Aku kecele, dibilang demikian tersindir. Aku pernah membaca bahwa mekanisme pertahanan tubuh orang-orang Asia di alam liar lebih ringkas dan tidak banyak prasyarat. Aku pernah mendengar juga bahwa para tentara khusus Indonesia beberapa kali memenangkan banyak kontes survival di belantara penuh nyamuk malaria, bahkan mengalahkan pasukan khusus Amerika. Berbeda dengan standar resmi aksi alam Barat yang memasukkan alat perkemahan berteknologi tinggi, karabiner, panci masak, bahkan bungkusan aluminium foil bersama daging dan keju sebagai batas minimum bekal pendakian, orang-orang Asia membutuhkan tak lebih dari panci masak dan segenggam garam untuk menyantap nikmat apa-apa yang mereka temukan di sepanjang pendakian. Umbi-umbi liar, ikan grutu, bahkan kadal dan ular bisa mereka santap dan kembali tanpa harus kekurangan banyak berat badan. Di badan Yudan, persis itulah yang kulihat. Kain-kain tipis yang bergelayut dan mengikat di badannya mungkin lebih hangat dari balutan kaus ketat dan jaket berbusa yang kupakai sejak dari Heathrow.

“Apa kau mendaki Rinjani?” tanya Yudan. Aku mengiyakan dan bermaksud bertanya mengapa ia menanyakan itu, bukannya kami sudah berada hampir di puncak? Tapi alih-alih memprotes, aku bertanya apakah ada  cara lebih cepat bagiku untuk menuju Sembalun. Ia membalas, bahwa cara cepat ada, yakni dengan menyewa helikopter pemerintah. Aku bisa minta dibawa mereka terbang di atas kawah kemudian dalam setengah jam aku diturunkan langsung ke lereng sebelah utara. Tapi dengan tertawa kemudian ia meralat jawabannya dan mengaku hanya bercanda.

“Cara cepat ada banyak, tapi tidak ada yang lebih nikmat ketimbang Anda melihat semuanya, mister.”

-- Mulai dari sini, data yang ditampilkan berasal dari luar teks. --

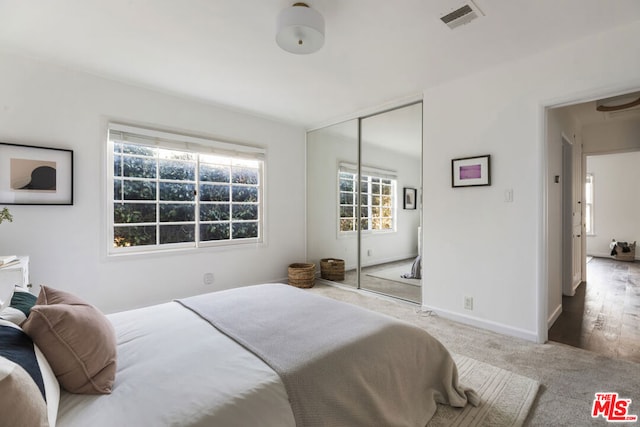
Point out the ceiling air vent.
[440,1,484,29]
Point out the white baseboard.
[587,251,640,261]
[422,305,538,342]
[547,304,562,329]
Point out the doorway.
[547,97,640,362]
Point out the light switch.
[504,188,513,203]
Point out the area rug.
[427,354,540,427]
[366,263,420,286]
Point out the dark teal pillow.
[9,290,38,317]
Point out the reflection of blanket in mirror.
[402,255,422,279]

“Aku ingin melihat semuanya,” kataku. Aku paham bagaimana maksud orang ini. Para pendaku memang seharusnya menemukan yang tidak dijangkau kebanyakan orang. Maka sejak itu aku memilih Yudan sebagai pemandu perjalananku. Selain karena tujuan kami sedikit banyak sama, aku berpikir bisa mendapatkan banyak cerita-cerita lokal tentang Lombok dan hal-hal yang perlu kutulis di banyak majalah travel ternama. Yudan menggeleng saat kuutarakan niat itu, tepat saat kami melewati pos tiga mengitari sisi utara gunung pada ketinggian lebih dari dua ribu meter. Perbekalanku hampir habis, yang memang lebih banyak terkuras saat beristirahat selama dua hari di Segara. Di sini angin mulai berhembus kencang lantaran pepohonan mulai menjauh, dan saat awan memisah, kami bisa melihat bentangan Laut Jawa dalam bayang-bayang.

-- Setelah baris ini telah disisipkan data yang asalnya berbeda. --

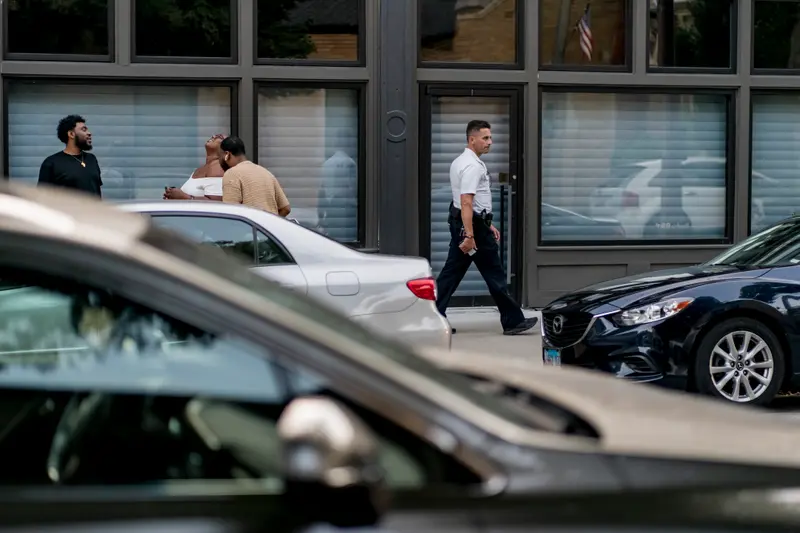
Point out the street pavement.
[447,307,800,416]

“Tidak akan cukup,” kata Yudan. “Perjalanan kita akan memakan waktu lima hari, dan kita belum melihat semuanya. Kalau mau menulis tentang Lombok, Kau tidak akan memerlukan majalah sebagai tempatnya.”

“Apa maksudmu?”

Kemudian dengan  menghentikan langkah, Yudan melihat kepadaku, mengelus rambut-rambut cepak berubannya, kemudian membentangkan dua tangannya sampai tongkat kayunya terlempar. Gestur itu menggambarkan sebuah bundel tebal semu di antara dua telapak tangannya yang saling menghadap atas dan bawah. “Akan setebal ini,” katanya. “Kalau mau menulis tentang Lombok, atau bahkan perjalanan lima hari belakang dan lima hari ke depan ini saja, kau akan memerlukan buku sebagai medianya. Majalah tidak akan cukup.”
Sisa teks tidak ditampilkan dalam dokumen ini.